There has been a lot of news lately regarding security breaches, break-ins and data theft. Some of the more recent incidents have involved a leveraged combination of weaknesses in technology and/or spear phishing attacks to allow unauthorized access to sensitive data.
When it comes to security, there are two key areas of focus
- The technology itself
- The people using the technology
Having the right technology, configured properly is good, but it isn't enough; you must also train your people.
The Technology Side
- Making sure the technology is secure is half the battle. Let's start with the basics that are easy and relatively inexpensive to implement:
- Strong passwords on elevated accounts that are changed regularly
- Don't reuse passwords across multiple accounts
- Set account lockout polices across all accounts and devices with alerting when an account is locked out
- Run an Antivirus solution that uses the latest scan engine with definitions that are updated regularly.

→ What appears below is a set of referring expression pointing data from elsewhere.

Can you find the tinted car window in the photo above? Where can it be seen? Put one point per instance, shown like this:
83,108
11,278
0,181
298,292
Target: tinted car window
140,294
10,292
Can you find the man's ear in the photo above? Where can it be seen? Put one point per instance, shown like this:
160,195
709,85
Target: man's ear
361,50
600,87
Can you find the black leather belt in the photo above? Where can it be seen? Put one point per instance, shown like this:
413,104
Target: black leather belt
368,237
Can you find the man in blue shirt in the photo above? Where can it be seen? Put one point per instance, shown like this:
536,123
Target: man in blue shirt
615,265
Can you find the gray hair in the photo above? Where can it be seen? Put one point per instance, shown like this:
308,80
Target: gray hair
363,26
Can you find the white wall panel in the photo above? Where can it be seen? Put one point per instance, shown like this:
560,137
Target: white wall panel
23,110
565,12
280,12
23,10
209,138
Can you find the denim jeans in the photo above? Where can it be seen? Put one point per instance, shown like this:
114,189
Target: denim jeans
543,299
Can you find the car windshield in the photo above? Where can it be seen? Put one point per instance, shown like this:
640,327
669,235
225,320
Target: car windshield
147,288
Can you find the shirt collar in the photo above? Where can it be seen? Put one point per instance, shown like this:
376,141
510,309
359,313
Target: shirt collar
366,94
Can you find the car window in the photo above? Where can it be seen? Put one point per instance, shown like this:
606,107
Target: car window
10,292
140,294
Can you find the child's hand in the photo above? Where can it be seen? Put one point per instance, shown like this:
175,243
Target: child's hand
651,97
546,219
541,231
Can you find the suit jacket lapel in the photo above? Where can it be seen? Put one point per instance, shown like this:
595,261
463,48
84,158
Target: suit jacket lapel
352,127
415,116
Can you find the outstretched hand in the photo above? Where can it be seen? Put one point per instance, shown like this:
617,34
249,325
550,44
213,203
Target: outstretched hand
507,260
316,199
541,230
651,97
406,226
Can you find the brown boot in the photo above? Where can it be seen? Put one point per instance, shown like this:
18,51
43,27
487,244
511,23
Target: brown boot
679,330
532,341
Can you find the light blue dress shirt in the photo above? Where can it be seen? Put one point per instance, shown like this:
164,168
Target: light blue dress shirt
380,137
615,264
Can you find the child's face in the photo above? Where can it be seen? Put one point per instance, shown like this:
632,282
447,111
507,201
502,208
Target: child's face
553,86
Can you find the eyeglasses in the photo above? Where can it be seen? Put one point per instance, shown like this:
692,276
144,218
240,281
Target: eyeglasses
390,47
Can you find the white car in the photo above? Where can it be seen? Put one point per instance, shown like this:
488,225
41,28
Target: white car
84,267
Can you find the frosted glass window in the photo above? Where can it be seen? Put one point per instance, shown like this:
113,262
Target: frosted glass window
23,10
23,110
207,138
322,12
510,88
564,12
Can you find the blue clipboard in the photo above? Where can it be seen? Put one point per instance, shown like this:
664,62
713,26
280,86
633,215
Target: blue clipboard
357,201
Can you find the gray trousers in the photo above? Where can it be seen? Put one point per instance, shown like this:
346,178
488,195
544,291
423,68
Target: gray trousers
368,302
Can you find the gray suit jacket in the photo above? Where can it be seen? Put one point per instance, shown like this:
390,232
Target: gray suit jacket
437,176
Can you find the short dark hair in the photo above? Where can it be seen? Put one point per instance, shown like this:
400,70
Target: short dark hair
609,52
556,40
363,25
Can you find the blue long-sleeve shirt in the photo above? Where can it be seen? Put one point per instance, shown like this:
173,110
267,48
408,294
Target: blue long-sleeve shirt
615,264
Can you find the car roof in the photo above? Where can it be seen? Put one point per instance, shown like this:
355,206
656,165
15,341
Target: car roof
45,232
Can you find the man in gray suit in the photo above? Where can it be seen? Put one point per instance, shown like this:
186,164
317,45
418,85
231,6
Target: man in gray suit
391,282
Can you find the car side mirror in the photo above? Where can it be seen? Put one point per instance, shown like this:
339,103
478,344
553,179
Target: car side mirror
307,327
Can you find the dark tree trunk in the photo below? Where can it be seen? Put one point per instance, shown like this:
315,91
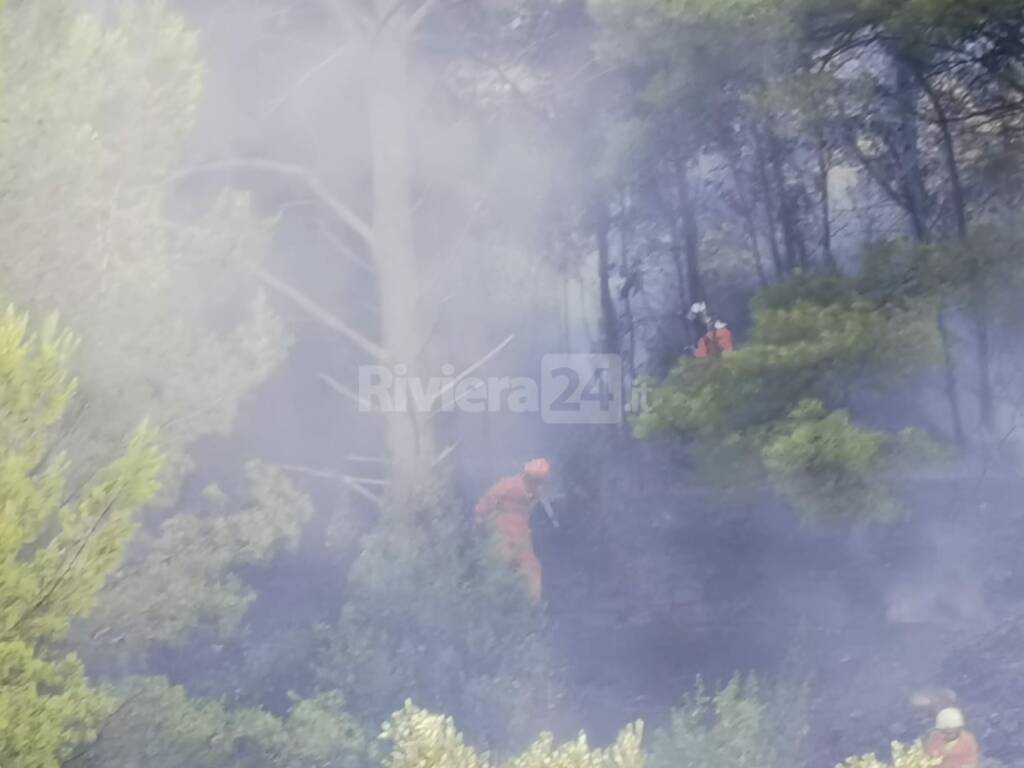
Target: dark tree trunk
826,250
766,194
691,238
609,320
958,202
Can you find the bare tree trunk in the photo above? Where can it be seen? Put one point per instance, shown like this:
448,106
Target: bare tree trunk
609,320
958,202
624,257
826,250
762,165
691,238
748,211
916,208
409,436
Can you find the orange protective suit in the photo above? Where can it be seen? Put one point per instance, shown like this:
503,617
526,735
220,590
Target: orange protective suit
714,343
962,753
507,508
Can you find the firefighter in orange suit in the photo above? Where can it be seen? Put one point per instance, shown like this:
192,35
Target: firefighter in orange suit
507,508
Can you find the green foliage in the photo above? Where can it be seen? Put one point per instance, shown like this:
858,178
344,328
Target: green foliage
780,395
431,611
740,726
57,548
96,115
184,582
166,727
422,739
903,756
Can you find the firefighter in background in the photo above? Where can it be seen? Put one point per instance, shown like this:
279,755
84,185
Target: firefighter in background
951,741
717,339
506,508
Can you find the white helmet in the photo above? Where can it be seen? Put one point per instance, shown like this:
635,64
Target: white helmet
949,719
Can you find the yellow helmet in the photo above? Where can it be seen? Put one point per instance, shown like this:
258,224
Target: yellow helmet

- Deploy application updates on a regular basis, not just Microsoft products, but those "other" applications too - Flash Player, Adobe Reader, Java, Firefox, Chrome, etc.
- Regularly update firmware and embedded operating systems on servers, storage appliances, firewalls, switches, routers, printers, etc. Basically, if it is connected to the network, make sure it stays up-to-date.
- Resist the temptation and keep the Windows firewall enabled when connected to the domain.
- Use a next generation firewall with intrusion detection and prevention services that are updated regularly. These can go a long way to protect your network from external threats, including some Zero-Day exploits.
- Disabling protocols and services that aren't needed on servers and workstations, especially when they are Internet facing.
- Encrypt portable devices.
- Have a security response plan, which includes a good Disaster Recovery plan. Make sure it has been tested.
I could go on (and on, and on), but I’ll make that a topic for a later time.
The People Side
Even with rigorous security practices, your network isn't truly secure until your users are trained. Nor is it good enough to train someone once. Training needs to happen regularly and multiple times per user. Training outcomes also need to be tested.
When it comes to security training:
- Train everyone, even if your organization has people that don't use computers as part of their job. Discuss important topics, such as:
- Password management & security
- How to identify fake websites, phishing scams and other targeted attacks
- What business should and should not be conducted over email
- Mobile device security
- How to properly handle data, including portable media
- Reporting suspected threats (or mistakes)
- Security for those users that travel, especially overseas.
- Train regularly and repeatedly. Once a year should be a minimum. Schedule shorter meetings each quarter that review key topics, including areas where you feel your users need a refresher and keep it relevant by discussing recent or current events.
- Test your users' knowledge. Call your users and pretend to be "the new support guy or gal" - make sure you use an unknown or blocked caller ID. See if you can convince the user to give up their password or install software on their computer. Try the same thing via email.
The Balancing Act
There is a balance between security and usability, especially when working in the Small to Medium Business market. Make your network too secure or too difficult to use and your organization will lose productivity, spend too much on IT support or, worse yet, your users will simply revolt and just use their personal equipment to do their work. You'll also find your users complex passwords written down on sticky notes attached to their monitors. Be too relaxed and you risk viruses, ransomware or data theft or loss. There is a balance, and finding it requires an iterative process that encompasses industry best practices with the business' goals and user needs.